9 of 230 comments (clear)

  1. Am I imagining it? by cpicon92 · · Score: 5, Insightful

    Why is it that every single time some big entity's password database is breached, it turns out that they're not following best practices for password storage? Maybe I just don't remember the times when it hasn't been this way...

    1. Re:Am I imagining it? by the_B0fh · · Score: 5, Insightful

      Are you blaming the users now? In any normal distribution of users, there will be some with good password policies, and some who don't have good password policies.

      However, the company is entrusted with the password, and need to maintain good stewardship of it.

      This is not good stewardship no matter how much you are trying to shift the blame to the users.

    2. Re:Am I imagining it? by khasim · · Score: 5, Insightful

      It wouldn't matter if users just followed best practices for password selection.

      In this case, which would be easier?

      1. Getting 38 million people to follow best practices?

      2. Getting Adobe to follow best practices?
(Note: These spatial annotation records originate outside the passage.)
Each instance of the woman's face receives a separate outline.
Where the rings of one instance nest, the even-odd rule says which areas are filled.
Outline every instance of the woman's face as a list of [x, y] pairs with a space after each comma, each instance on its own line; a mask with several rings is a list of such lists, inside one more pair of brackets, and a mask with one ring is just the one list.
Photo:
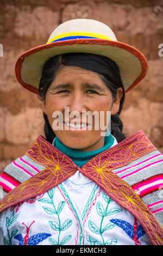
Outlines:
[[[76, 66], [64, 66], [48, 88], [42, 108], [63, 144], [92, 151], [104, 146], [106, 129], [103, 129], [106, 115], [110, 113], [108, 112], [115, 114], [118, 111], [122, 94], [122, 89], [119, 88], [113, 101], [110, 89], [98, 74]], [[59, 129], [59, 120], [62, 125]]]

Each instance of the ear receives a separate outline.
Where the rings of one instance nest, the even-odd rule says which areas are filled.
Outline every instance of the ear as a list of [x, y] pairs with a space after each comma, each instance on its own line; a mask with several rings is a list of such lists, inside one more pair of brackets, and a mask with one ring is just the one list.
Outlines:
[[120, 87], [117, 90], [117, 95], [115, 99], [111, 108], [111, 114], [115, 115], [118, 113], [120, 108], [120, 101], [123, 96], [123, 90]]
[[47, 115], [46, 105], [46, 102], [45, 100], [43, 100], [42, 101], [42, 109], [43, 113], [45, 113], [45, 114]]

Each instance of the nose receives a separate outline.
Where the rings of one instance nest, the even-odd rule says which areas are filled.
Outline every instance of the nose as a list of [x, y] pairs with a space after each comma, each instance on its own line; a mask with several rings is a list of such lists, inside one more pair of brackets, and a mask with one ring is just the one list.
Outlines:
[[69, 102], [69, 111], [74, 114], [86, 111], [84, 98], [82, 93], [76, 93], [72, 95]]

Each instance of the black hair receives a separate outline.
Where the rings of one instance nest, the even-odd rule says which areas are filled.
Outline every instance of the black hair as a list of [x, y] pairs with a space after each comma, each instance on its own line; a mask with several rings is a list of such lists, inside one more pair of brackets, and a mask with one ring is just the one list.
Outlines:
[[[116, 64], [110, 59], [100, 55], [73, 53], [52, 57], [45, 64], [39, 88], [39, 97], [45, 100], [46, 92], [55, 78], [56, 72], [61, 66], [77, 66], [96, 72], [111, 90], [113, 100], [116, 97], [117, 89], [122, 87], [123, 96], [121, 99], [118, 113], [111, 117], [111, 133], [119, 143], [125, 138], [122, 133], [123, 124], [120, 114], [124, 101], [125, 91]], [[55, 135], [48, 121], [47, 115], [43, 113], [45, 121], [44, 132], [47, 140], [52, 143]]]

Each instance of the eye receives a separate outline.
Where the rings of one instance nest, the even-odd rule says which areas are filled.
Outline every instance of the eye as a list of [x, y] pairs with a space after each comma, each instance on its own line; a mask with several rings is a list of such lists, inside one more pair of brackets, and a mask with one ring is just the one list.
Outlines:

      It's a question of scalability.

    3. Re:Am I imagining it? by Anonymous Coward · · Score: 5, Funny

      Well, there's your problem. Everybody knows Adobe doesn't scale well.

    4. Re:Am I imagining it? by Charliemopps · · Score: 5, Insightful

      Security team says such and such isn't secure.
      Management says "Oh no! We have to do something"
      Security provides a quote for the upgrade project.
      Management asks "Um... what? Really? That's our entire 2013 development budget! What kind of fines are we looking at if there's a breach?"
      Security: "Well... None..."
      Management "So why is it you're in my office?"

  2. Obligatory by stewsters · · Score: 5, Funny
  3. Dear Adobe by Picass0 · · Score: 5, Interesting

    Online security (or lack thereof) is one of the reasons it's a bad move to turn your Adobe Creative Suite into a cloud based subscription service.

  4. Phishing going on too by perpenso · · Score: 5, Interesting

    It wouldn't matter if users just followed best practices for password selection.

    True, but that is only part of the story. There is also the email address used with Adobe. Users also need to exercise caution with links and attachments.

    Last week I started to receive phishing emails on the unique email address that I had used with Adobe.

  5. Bad passwords on purpose by GlobalEcho · · Score: 5, Interesting

    I haven't checked, but I assume my own Adobe account was part of this leak. And I don't care.

    Along with a large portion of the increasingly savvy population, I have more than one "level" of password in use. My account used the lowest of these, basically something like adobe_123. Learning that is not going to help anyone form useful heuristics on how I create my banking passwords -- it might even poison them.

    On the whole, I believe the breach will probably help crackers (if decryption can be achieved). But, I think it is foolish to automatically assume that accounts with "weak" passwords are contributors to the problem. As with me, they might be poor indicators of how humans choose more important passwords.